3 marca 2012, 19:28
Czy Wy też tak macie, że jak już zjecie coś "zakazanego" to trudno Wam wrócić do diety?
Ja właśnie nie wytrzymałam, zjadlam więceż niz powinnam, a niestety zawsze to się kończy pożegnaniem z dietą:( jak się jutro zmobilizować?
3 marca 2012, 19:43
Mi lepiej nie podchodzic do lodowki xD
3 marca 2012, 19:44
ja tez się zawsze w lustro gapię :D aż wstyd o tym pisać... w ogóle, ostatnio myślałam nad tym, żeby na czas odchudzania wszystkie lustra z domu usunąć... wagę już wywaliłam :)
3 marca 2012, 19:45
ja dziś też zawaliłam, każdego dnia zaczynam od nowa a pod koniec znowu zawalam
ale na szczęście mieszczę się w dziennym zapotrzebowaniu . damy radę ! :)
3 marca 2012, 19:46
ja wagi nie mam, tylko u rodziców się ważę:) haha w czasie diety wszystkie lustra moje:) co 5 minut się przeglądam:P
- Dołączył: 2010-03-02
- Miasto: Chatka Puchatka
- Liczba postów: 3309
3 marca 2012, 23:59
mam to samo. jak zjem więcej albo nie daj Boże, zjem coś słodkiego to potem leci lawina i nie potrafię się pozbierać przez kilka dni, a potem mi ciężko wrócić do diety:/ ale motywuje się programami tj. "Pogromcy nadwagi", fotkami szczupłych lasek, różnymi głębszymi cytatami i czytaniem pamiętników.. ;)
- Dołączył: 2011-11-01
- Miasto: Wrocław
- Liczba postów: 61
4 marca 2012, 00:07
u mnie to samo;) zjem kostke czekolady a pozniej juz tylko szafki lustruje czym by sie zapchac...
- Dołączył: 2012-02-15
- Miasto: Warszawa
- Liczba postów: 1189
4 marca 2012, 00:31
Skąd ja to znam, wystraczy jeden niezdrowy i duży posiłek..i ta nieszczęsna machina się uruchamia, zaczynam żreć jak świnia. Nie wiem, czemu, kiedyś potrafiłam to zachamować teraz nie ma mowy..Nie wiem od czego to zależy, ale wiem, że zawsze tak jest. Żołądek się rozpycha i się domaga chyba..
4 marca 2012, 01:19
Madziuulka wróć po prostu na drugi dzień do diety normalnie! Jak wcześniej bez obniżania kalorii.

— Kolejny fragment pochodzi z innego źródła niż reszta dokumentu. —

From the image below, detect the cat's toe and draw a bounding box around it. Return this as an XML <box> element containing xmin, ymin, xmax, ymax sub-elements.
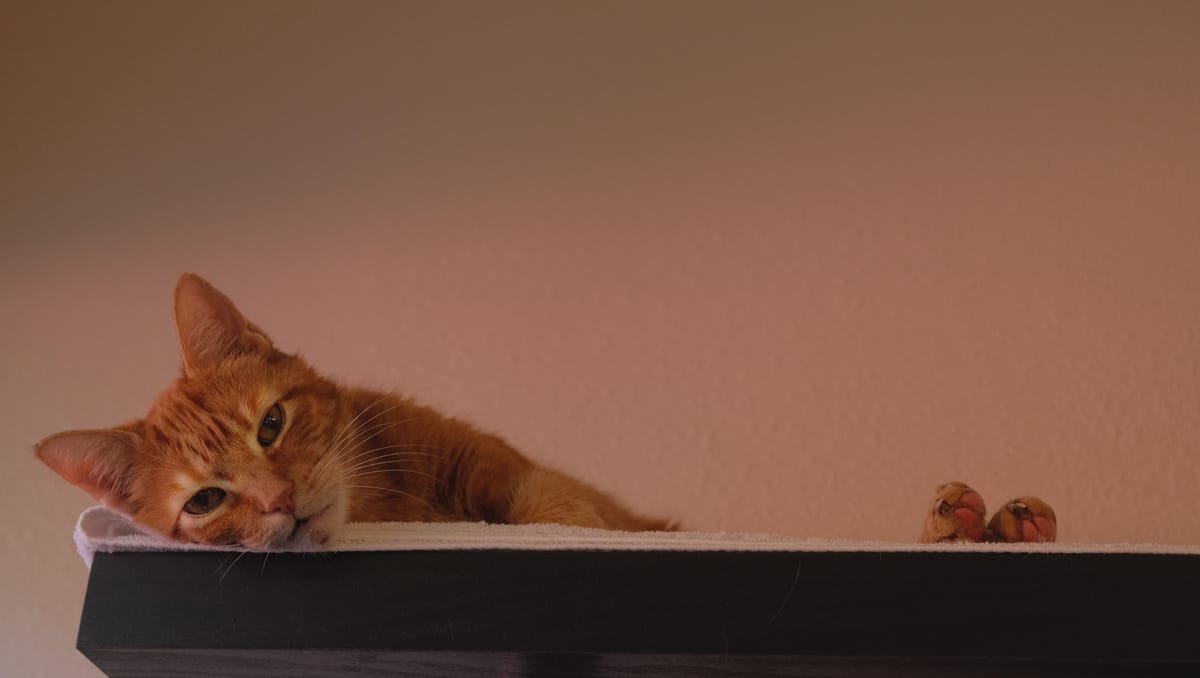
<box><xmin>920</xmin><ymin>482</ymin><xmax>988</xmax><ymax>544</ymax></box>
<box><xmin>988</xmin><ymin>497</ymin><xmax>1058</xmax><ymax>541</ymax></box>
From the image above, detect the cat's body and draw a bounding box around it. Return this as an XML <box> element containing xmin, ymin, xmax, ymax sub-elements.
<box><xmin>37</xmin><ymin>275</ymin><xmax>671</xmax><ymax>548</ymax></box>
<box><xmin>36</xmin><ymin>275</ymin><xmax>1056</xmax><ymax>550</ymax></box>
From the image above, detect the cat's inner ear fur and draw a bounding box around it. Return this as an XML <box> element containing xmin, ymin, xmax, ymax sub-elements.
<box><xmin>175</xmin><ymin>274</ymin><xmax>271</xmax><ymax>377</ymax></box>
<box><xmin>35</xmin><ymin>428</ymin><xmax>140</xmax><ymax>514</ymax></box>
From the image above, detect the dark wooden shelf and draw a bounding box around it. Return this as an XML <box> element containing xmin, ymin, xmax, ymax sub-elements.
<box><xmin>78</xmin><ymin>551</ymin><xmax>1200</xmax><ymax>678</ymax></box>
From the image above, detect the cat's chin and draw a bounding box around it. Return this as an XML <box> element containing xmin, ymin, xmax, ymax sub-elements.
<box><xmin>287</xmin><ymin>503</ymin><xmax>343</xmax><ymax>551</ymax></box>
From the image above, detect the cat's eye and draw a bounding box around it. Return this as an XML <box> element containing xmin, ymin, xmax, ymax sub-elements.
<box><xmin>184</xmin><ymin>487</ymin><xmax>224</xmax><ymax>516</ymax></box>
<box><xmin>258</xmin><ymin>403</ymin><xmax>283</xmax><ymax>448</ymax></box>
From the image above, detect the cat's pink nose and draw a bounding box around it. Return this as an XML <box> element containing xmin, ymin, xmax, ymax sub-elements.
<box><xmin>263</xmin><ymin>487</ymin><xmax>292</xmax><ymax>514</ymax></box>
<box><xmin>254</xmin><ymin>479</ymin><xmax>292</xmax><ymax>514</ymax></box>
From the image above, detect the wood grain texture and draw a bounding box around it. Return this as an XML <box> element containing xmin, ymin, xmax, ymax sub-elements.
<box><xmin>78</xmin><ymin>551</ymin><xmax>1200</xmax><ymax>676</ymax></box>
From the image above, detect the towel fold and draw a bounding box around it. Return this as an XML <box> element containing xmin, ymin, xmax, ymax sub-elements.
<box><xmin>74</xmin><ymin>506</ymin><xmax>1200</xmax><ymax>568</ymax></box>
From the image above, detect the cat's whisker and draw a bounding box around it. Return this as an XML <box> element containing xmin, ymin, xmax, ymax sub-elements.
<box><xmin>217</xmin><ymin>550</ymin><xmax>250</xmax><ymax>586</ymax></box>
<box><xmin>330</xmin><ymin>394</ymin><xmax>388</xmax><ymax>458</ymax></box>
<box><xmin>313</xmin><ymin>421</ymin><xmax>403</xmax><ymax>475</ymax></box>
<box><xmin>319</xmin><ymin>418</ymin><xmax>413</xmax><ymax>472</ymax></box>
<box><xmin>346</xmin><ymin>485</ymin><xmax>434</xmax><ymax>511</ymax></box>
<box><xmin>333</xmin><ymin>443</ymin><xmax>444</xmax><ymax>468</ymax></box>
<box><xmin>342</xmin><ymin>462</ymin><xmax>445</xmax><ymax>486</ymax></box>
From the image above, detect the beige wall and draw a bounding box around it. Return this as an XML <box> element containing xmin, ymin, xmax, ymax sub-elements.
<box><xmin>0</xmin><ymin>2</ymin><xmax>1200</xmax><ymax>677</ymax></box>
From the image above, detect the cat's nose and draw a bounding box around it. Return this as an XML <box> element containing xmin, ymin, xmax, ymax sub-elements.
<box><xmin>254</xmin><ymin>479</ymin><xmax>292</xmax><ymax>514</ymax></box>
<box><xmin>263</xmin><ymin>485</ymin><xmax>292</xmax><ymax>514</ymax></box>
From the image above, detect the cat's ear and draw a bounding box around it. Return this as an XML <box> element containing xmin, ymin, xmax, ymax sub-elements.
<box><xmin>175</xmin><ymin>274</ymin><xmax>271</xmax><ymax>377</ymax></box>
<box><xmin>34</xmin><ymin>428</ymin><xmax>140</xmax><ymax>514</ymax></box>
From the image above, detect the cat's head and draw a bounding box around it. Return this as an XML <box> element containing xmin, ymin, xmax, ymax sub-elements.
<box><xmin>36</xmin><ymin>274</ymin><xmax>348</xmax><ymax>548</ymax></box>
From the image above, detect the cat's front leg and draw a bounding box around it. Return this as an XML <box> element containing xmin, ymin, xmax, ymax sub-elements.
<box><xmin>920</xmin><ymin>481</ymin><xmax>1058</xmax><ymax>544</ymax></box>
<box><xmin>920</xmin><ymin>481</ymin><xmax>988</xmax><ymax>544</ymax></box>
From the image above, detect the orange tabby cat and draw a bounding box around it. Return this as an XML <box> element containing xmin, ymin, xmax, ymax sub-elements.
<box><xmin>37</xmin><ymin>275</ymin><xmax>1056</xmax><ymax>548</ymax></box>
<box><xmin>36</xmin><ymin>274</ymin><xmax>671</xmax><ymax>550</ymax></box>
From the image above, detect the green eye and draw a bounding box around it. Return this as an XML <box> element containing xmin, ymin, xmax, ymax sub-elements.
<box><xmin>184</xmin><ymin>487</ymin><xmax>224</xmax><ymax>516</ymax></box>
<box><xmin>258</xmin><ymin>403</ymin><xmax>283</xmax><ymax>448</ymax></box>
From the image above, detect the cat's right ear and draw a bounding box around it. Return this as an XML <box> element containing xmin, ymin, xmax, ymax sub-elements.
<box><xmin>175</xmin><ymin>274</ymin><xmax>271</xmax><ymax>377</ymax></box>
<box><xmin>34</xmin><ymin>428</ymin><xmax>140</xmax><ymax>514</ymax></box>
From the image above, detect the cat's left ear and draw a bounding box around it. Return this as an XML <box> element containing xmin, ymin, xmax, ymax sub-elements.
<box><xmin>34</xmin><ymin>428</ymin><xmax>140</xmax><ymax>514</ymax></box>
<box><xmin>175</xmin><ymin>274</ymin><xmax>272</xmax><ymax>377</ymax></box>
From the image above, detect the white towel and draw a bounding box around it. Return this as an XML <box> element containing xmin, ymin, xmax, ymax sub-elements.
<box><xmin>74</xmin><ymin>506</ymin><xmax>1200</xmax><ymax>568</ymax></box>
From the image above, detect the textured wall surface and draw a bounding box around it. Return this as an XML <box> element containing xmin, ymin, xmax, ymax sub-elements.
<box><xmin>0</xmin><ymin>2</ymin><xmax>1200</xmax><ymax>677</ymax></box>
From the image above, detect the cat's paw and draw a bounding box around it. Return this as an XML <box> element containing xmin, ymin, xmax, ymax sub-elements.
<box><xmin>920</xmin><ymin>482</ymin><xmax>988</xmax><ymax>544</ymax></box>
<box><xmin>988</xmin><ymin>497</ymin><xmax>1058</xmax><ymax>541</ymax></box>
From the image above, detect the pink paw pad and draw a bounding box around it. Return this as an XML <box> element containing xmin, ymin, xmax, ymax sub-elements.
<box><xmin>937</xmin><ymin>490</ymin><xmax>986</xmax><ymax>541</ymax></box>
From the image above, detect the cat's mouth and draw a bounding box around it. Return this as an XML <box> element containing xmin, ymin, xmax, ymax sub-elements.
<box><xmin>288</xmin><ymin>503</ymin><xmax>334</xmax><ymax>546</ymax></box>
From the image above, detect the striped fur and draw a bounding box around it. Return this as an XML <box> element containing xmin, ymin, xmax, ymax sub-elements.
<box><xmin>36</xmin><ymin>274</ymin><xmax>672</xmax><ymax>550</ymax></box>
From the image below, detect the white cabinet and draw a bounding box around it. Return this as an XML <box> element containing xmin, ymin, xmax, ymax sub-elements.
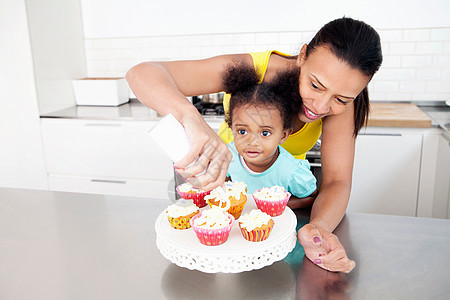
<box><xmin>0</xmin><ymin>0</ymin><xmax>86</xmax><ymax>189</ymax></box>
<box><xmin>41</xmin><ymin>118</ymin><xmax>174</xmax><ymax>198</ymax></box>
<box><xmin>348</xmin><ymin>127</ymin><xmax>423</xmax><ymax>216</ymax></box>
<box><xmin>417</xmin><ymin>128</ymin><xmax>450</xmax><ymax>218</ymax></box>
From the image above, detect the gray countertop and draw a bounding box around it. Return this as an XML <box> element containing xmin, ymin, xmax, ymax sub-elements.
<box><xmin>41</xmin><ymin>99</ymin><xmax>450</xmax><ymax>132</ymax></box>
<box><xmin>0</xmin><ymin>188</ymin><xmax>450</xmax><ymax>299</ymax></box>
<box><xmin>40</xmin><ymin>99</ymin><xmax>224</xmax><ymax>122</ymax></box>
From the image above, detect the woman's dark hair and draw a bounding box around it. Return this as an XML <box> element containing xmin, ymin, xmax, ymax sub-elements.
<box><xmin>222</xmin><ymin>62</ymin><xmax>301</xmax><ymax>129</ymax></box>
<box><xmin>306</xmin><ymin>17</ymin><xmax>383</xmax><ymax>137</ymax></box>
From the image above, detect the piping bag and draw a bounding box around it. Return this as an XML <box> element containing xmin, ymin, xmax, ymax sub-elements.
<box><xmin>148</xmin><ymin>114</ymin><xmax>206</xmax><ymax>176</ymax></box>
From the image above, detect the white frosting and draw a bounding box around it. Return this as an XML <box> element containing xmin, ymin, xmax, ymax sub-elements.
<box><xmin>178</xmin><ymin>182</ymin><xmax>204</xmax><ymax>193</ymax></box>
<box><xmin>194</xmin><ymin>206</ymin><xmax>230</xmax><ymax>229</ymax></box>
<box><xmin>239</xmin><ymin>209</ymin><xmax>272</xmax><ymax>231</ymax></box>
<box><xmin>166</xmin><ymin>199</ymin><xmax>199</xmax><ymax>218</ymax></box>
<box><xmin>205</xmin><ymin>181</ymin><xmax>247</xmax><ymax>200</ymax></box>
<box><xmin>253</xmin><ymin>185</ymin><xmax>288</xmax><ymax>201</ymax></box>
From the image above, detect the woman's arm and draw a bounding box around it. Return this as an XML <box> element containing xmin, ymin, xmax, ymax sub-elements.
<box><xmin>310</xmin><ymin>104</ymin><xmax>355</xmax><ymax>232</ymax></box>
<box><xmin>298</xmin><ymin>104</ymin><xmax>355</xmax><ymax>272</ymax></box>
<box><xmin>126</xmin><ymin>54</ymin><xmax>251</xmax><ymax>189</ymax></box>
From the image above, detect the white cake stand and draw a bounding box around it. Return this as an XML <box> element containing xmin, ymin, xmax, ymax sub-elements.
<box><xmin>155</xmin><ymin>195</ymin><xmax>297</xmax><ymax>273</ymax></box>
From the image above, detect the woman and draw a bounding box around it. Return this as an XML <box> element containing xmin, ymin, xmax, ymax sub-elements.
<box><xmin>127</xmin><ymin>18</ymin><xmax>382</xmax><ymax>272</ymax></box>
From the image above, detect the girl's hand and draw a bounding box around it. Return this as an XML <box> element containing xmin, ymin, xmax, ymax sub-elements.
<box><xmin>298</xmin><ymin>224</ymin><xmax>356</xmax><ymax>273</ymax></box>
<box><xmin>175</xmin><ymin>115</ymin><xmax>232</xmax><ymax>190</ymax></box>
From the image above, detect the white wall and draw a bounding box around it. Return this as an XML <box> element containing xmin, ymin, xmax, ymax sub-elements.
<box><xmin>81</xmin><ymin>0</ymin><xmax>450</xmax><ymax>39</ymax></box>
<box><xmin>81</xmin><ymin>0</ymin><xmax>450</xmax><ymax>101</ymax></box>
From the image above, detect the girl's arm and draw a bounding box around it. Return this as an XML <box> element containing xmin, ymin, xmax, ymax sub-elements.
<box><xmin>298</xmin><ymin>104</ymin><xmax>355</xmax><ymax>273</ymax></box>
<box><xmin>126</xmin><ymin>54</ymin><xmax>252</xmax><ymax>190</ymax></box>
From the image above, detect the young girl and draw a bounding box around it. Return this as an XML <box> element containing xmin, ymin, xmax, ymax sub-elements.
<box><xmin>223</xmin><ymin>63</ymin><xmax>316</xmax><ymax>207</ymax></box>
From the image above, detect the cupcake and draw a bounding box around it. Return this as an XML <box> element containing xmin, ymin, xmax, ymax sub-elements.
<box><xmin>166</xmin><ymin>199</ymin><xmax>200</xmax><ymax>229</ymax></box>
<box><xmin>177</xmin><ymin>182</ymin><xmax>211</xmax><ymax>207</ymax></box>
<box><xmin>191</xmin><ymin>206</ymin><xmax>234</xmax><ymax>246</ymax></box>
<box><xmin>205</xmin><ymin>181</ymin><xmax>247</xmax><ymax>220</ymax></box>
<box><xmin>239</xmin><ymin>209</ymin><xmax>275</xmax><ymax>242</ymax></box>
<box><xmin>253</xmin><ymin>185</ymin><xmax>291</xmax><ymax>217</ymax></box>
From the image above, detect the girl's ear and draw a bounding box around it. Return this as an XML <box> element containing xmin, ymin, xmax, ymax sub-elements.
<box><xmin>279</xmin><ymin>129</ymin><xmax>292</xmax><ymax>145</ymax></box>
<box><xmin>297</xmin><ymin>44</ymin><xmax>308</xmax><ymax>67</ymax></box>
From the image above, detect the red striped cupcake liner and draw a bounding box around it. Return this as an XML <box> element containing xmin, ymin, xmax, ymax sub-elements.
<box><xmin>253</xmin><ymin>190</ymin><xmax>291</xmax><ymax>217</ymax></box>
<box><xmin>190</xmin><ymin>214</ymin><xmax>234</xmax><ymax>246</ymax></box>
<box><xmin>177</xmin><ymin>186</ymin><xmax>211</xmax><ymax>208</ymax></box>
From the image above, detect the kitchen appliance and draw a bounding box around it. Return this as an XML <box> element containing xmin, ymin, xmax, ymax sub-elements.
<box><xmin>192</xmin><ymin>92</ymin><xmax>225</xmax><ymax>116</ymax></box>
<box><xmin>72</xmin><ymin>78</ymin><xmax>129</xmax><ymax>106</ymax></box>
<box><xmin>306</xmin><ymin>139</ymin><xmax>322</xmax><ymax>187</ymax></box>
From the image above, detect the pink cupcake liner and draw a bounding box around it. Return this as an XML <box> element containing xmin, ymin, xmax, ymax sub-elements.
<box><xmin>177</xmin><ymin>186</ymin><xmax>211</xmax><ymax>208</ymax></box>
<box><xmin>253</xmin><ymin>190</ymin><xmax>291</xmax><ymax>217</ymax></box>
<box><xmin>191</xmin><ymin>214</ymin><xmax>234</xmax><ymax>246</ymax></box>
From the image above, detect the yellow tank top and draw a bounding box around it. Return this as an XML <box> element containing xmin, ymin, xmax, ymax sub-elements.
<box><xmin>219</xmin><ymin>50</ymin><xmax>322</xmax><ymax>159</ymax></box>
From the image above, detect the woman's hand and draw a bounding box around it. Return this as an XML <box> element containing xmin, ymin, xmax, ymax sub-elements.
<box><xmin>298</xmin><ymin>224</ymin><xmax>356</xmax><ymax>273</ymax></box>
<box><xmin>175</xmin><ymin>116</ymin><xmax>232</xmax><ymax>190</ymax></box>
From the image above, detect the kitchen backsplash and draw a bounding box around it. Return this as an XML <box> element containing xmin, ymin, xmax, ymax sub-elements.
<box><xmin>85</xmin><ymin>27</ymin><xmax>450</xmax><ymax>101</ymax></box>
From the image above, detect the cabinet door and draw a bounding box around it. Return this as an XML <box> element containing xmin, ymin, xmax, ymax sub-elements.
<box><xmin>348</xmin><ymin>134</ymin><xmax>422</xmax><ymax>216</ymax></box>
<box><xmin>42</xmin><ymin>119</ymin><xmax>173</xmax><ymax>180</ymax></box>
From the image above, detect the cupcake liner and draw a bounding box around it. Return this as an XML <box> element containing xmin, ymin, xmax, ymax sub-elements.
<box><xmin>190</xmin><ymin>214</ymin><xmax>234</xmax><ymax>246</ymax></box>
<box><xmin>167</xmin><ymin>216</ymin><xmax>192</xmax><ymax>229</ymax></box>
<box><xmin>239</xmin><ymin>224</ymin><xmax>273</xmax><ymax>242</ymax></box>
<box><xmin>207</xmin><ymin>196</ymin><xmax>247</xmax><ymax>220</ymax></box>
<box><xmin>253</xmin><ymin>190</ymin><xmax>291</xmax><ymax>217</ymax></box>
<box><xmin>227</xmin><ymin>201</ymin><xmax>247</xmax><ymax>220</ymax></box>
<box><xmin>177</xmin><ymin>186</ymin><xmax>211</xmax><ymax>208</ymax></box>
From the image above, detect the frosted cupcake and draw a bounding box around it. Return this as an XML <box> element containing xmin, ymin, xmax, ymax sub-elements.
<box><xmin>205</xmin><ymin>181</ymin><xmax>247</xmax><ymax>220</ymax></box>
<box><xmin>253</xmin><ymin>185</ymin><xmax>291</xmax><ymax>217</ymax></box>
<box><xmin>166</xmin><ymin>199</ymin><xmax>200</xmax><ymax>229</ymax></box>
<box><xmin>177</xmin><ymin>182</ymin><xmax>211</xmax><ymax>207</ymax></box>
<box><xmin>191</xmin><ymin>206</ymin><xmax>234</xmax><ymax>246</ymax></box>
<box><xmin>239</xmin><ymin>209</ymin><xmax>275</xmax><ymax>242</ymax></box>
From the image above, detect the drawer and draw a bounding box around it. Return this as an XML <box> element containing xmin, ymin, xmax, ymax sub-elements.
<box><xmin>41</xmin><ymin>119</ymin><xmax>173</xmax><ymax>181</ymax></box>
<box><xmin>48</xmin><ymin>175</ymin><xmax>175</xmax><ymax>199</ymax></box>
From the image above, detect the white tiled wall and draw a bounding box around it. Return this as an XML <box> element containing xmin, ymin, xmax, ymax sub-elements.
<box><xmin>85</xmin><ymin>28</ymin><xmax>450</xmax><ymax>101</ymax></box>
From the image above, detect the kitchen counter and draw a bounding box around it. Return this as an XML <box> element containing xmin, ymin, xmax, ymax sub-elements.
<box><xmin>41</xmin><ymin>99</ymin><xmax>450</xmax><ymax>130</ymax></box>
<box><xmin>0</xmin><ymin>188</ymin><xmax>450</xmax><ymax>299</ymax></box>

Dzisiaj zawaliłam na całej linii, pierwszy raz od 2 miesiecy, aż mi się zrobiło niedobrze! Jutro mam zamiar wrócić do diety ale obieram też nowy plan-więcej ćwiczen ,a także mniej capppuczino, nie jeść przez 2 tygodnie słodyczy i fastfoodów! Więc może obiadanie czasem wychodzi na plus:-) tak się źle po tym czujemy że mamy więcej mobilizacji aby poprawić jeszcze bardziej sposób odżywiania:-)
Nie przejmuj się i kochaj siebie, nikt nie zauważy zmiany nawet jeśli przez ten jeden dzien waży się wiecej o 2 kg! Zakryj brzuch swetrem, zacznij dzien od cwiczen, zajmij czyms mysli.